In 2016, we negotiated practically on an equal footing with PSOE, either for a government including Podemos or else one reliant on its external support and conditioned by its pressure. There was still the sense that we were on the up, that our ideas were Spain’s ideas. But when an agreement was reached four years later, it came after a notable erosion of both signatories’ forces, and especially that of Podemos, which had lost almost half of its support and much of its intellectual, media, and political leadership capacity. In the meantime, we’ve seen the rise of the far right and — with all the repeat elections — a certain anti-politics. Superficially, it may seem like this is the same climate in which 15-M was born, but it’s the opposite.
So this government emerged with a tactical objective: to stop the Right. That’s understandable, but a much more reformist objective than in previous years. Our aim had been to open a constituent process. In 2015, very radical objectives were set out in very mild words. The current Podemos has very soft objectives with very radical words. It seeks to hold back the Right with inflamed discourse and rhetorical and ideological grandstanding. This is basically the reestablishment of the categories of the bipartidismo that governed Spain since the 1980s, meaning not just two dominant parties but also a small party to the left of the PSOE.
My analysis of what the government is doing?
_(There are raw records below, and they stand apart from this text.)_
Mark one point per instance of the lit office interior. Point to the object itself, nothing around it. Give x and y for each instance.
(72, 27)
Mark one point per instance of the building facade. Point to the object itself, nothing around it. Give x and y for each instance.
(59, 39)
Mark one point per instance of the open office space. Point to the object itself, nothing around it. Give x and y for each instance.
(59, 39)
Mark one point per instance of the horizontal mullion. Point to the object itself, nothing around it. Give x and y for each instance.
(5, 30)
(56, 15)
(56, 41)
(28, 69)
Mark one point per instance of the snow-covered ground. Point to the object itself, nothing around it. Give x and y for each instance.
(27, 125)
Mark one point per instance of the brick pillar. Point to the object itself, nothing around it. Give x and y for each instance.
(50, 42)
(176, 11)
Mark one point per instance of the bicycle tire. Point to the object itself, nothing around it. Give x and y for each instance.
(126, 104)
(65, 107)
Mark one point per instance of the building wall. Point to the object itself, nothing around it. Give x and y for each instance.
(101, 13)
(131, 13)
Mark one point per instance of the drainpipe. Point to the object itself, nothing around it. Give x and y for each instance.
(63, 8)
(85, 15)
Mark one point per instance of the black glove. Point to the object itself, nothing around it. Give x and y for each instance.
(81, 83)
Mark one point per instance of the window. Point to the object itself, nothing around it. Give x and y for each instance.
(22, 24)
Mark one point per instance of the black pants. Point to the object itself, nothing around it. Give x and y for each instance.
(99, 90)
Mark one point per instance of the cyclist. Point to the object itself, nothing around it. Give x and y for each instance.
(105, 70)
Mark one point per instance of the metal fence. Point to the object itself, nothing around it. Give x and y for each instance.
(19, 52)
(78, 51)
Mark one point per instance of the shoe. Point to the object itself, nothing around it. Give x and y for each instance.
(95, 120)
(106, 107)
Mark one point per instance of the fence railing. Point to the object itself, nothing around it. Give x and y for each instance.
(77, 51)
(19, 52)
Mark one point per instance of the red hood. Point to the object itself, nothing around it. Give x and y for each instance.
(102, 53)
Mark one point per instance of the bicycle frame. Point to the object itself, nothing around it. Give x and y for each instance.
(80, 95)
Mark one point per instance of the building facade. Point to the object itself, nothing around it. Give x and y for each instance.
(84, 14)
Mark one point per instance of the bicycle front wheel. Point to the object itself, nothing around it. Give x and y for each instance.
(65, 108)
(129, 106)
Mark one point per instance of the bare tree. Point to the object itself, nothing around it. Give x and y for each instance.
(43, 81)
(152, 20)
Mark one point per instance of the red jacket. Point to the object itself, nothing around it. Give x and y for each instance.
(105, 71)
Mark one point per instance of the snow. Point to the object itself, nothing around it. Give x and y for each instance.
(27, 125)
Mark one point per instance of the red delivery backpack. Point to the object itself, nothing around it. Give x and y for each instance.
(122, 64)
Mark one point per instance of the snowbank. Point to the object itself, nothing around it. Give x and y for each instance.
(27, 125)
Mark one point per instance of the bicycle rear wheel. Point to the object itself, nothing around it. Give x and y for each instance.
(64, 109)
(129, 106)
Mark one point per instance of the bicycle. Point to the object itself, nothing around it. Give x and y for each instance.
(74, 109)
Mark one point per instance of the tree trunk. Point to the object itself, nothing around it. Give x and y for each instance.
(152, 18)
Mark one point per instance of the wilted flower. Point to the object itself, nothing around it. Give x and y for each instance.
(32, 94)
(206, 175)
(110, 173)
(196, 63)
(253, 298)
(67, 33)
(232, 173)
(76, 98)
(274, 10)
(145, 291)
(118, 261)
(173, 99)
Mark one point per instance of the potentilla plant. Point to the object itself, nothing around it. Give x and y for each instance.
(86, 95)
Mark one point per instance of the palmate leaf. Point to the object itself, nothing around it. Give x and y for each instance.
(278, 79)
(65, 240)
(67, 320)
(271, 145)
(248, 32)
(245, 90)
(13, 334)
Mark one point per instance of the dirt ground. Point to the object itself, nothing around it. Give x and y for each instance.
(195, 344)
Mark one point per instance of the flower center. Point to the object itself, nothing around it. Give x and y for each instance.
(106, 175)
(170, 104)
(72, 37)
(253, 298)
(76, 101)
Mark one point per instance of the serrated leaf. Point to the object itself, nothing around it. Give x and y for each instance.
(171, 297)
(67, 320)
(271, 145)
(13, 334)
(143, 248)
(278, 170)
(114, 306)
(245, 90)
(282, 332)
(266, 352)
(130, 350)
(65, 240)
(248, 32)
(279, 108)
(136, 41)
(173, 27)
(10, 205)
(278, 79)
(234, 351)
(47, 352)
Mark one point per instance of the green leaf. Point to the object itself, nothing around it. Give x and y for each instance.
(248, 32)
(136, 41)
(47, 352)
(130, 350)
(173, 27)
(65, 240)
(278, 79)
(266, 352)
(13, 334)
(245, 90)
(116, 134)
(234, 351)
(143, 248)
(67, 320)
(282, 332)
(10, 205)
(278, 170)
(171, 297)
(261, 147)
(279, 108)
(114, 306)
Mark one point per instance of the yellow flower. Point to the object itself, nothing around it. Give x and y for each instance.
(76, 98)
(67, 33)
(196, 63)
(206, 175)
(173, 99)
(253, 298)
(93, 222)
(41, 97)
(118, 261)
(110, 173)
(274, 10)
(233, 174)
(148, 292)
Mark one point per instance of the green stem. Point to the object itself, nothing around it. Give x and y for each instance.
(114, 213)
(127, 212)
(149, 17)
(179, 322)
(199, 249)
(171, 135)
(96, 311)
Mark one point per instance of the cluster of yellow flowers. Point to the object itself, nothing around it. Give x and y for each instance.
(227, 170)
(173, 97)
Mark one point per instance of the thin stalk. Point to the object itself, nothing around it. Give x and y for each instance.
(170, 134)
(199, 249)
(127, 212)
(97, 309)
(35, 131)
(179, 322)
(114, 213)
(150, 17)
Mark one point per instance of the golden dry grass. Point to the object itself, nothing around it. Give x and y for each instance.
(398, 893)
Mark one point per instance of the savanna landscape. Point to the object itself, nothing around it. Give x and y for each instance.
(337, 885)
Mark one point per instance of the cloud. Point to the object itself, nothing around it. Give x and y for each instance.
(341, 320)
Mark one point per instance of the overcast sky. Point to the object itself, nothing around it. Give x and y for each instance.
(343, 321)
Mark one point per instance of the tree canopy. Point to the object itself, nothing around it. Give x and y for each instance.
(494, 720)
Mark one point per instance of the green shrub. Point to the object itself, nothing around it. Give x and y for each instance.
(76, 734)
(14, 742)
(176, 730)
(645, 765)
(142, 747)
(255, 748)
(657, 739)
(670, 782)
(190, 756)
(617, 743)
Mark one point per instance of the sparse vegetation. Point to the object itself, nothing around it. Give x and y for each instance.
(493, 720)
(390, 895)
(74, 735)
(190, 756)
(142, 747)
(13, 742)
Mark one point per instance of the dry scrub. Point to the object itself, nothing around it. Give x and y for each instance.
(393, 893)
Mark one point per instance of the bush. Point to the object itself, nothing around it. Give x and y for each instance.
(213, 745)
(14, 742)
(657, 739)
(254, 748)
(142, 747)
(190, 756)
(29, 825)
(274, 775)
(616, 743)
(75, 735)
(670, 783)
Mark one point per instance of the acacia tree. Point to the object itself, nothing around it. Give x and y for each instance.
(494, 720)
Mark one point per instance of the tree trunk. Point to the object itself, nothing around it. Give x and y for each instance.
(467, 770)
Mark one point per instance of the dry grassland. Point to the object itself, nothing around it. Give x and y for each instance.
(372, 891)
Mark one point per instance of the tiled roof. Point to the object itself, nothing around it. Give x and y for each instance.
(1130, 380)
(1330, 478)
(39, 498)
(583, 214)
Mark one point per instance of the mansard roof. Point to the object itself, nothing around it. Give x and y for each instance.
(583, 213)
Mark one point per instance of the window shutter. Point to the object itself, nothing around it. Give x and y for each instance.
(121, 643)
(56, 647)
It’s halfway through the legislature and in a good position to change course. But so far it has more in the debt column than to its credit. It has not fulfilled even a fraction of the expectations it raised, despite having social support. Never as in times of pandemic has the Spanish citizenry understood that the common good exists and that a strong state is necessary, not only to pay debts and provide loans but also to intervene in the economy, set a political horizon, and guarantee rights. Moreover, it has the important resource of European funds, with an expansive policy from Brussels, and the possibility of directing them toward a change of model. And, above all, it has a parliamentary majority to do whatever it wants, like repealing the labor reforms that made Spain’s labor market more precarious, ending the “gag law” that restricts the fundamental rights of assembly and expression, regulating the electricity market faced with the energy giants, etc.
But so far this government hasn’t given its supporters much cause to defend it. It has managed the pandemic in a more socially sensitive way than the PP would have done. But that isn’t enough to keep it in office. It needs to produce real, far-reaching transformations in citizens’ lives, so that they see that there is a substantial difference between the Right and a progressive coalition governing. Today, most citizens watch the news with immense emotional disenchantment. When this cynicism spreads that everything is a lie and the only truth is the “nature” of the market, this always translates into reactionary results.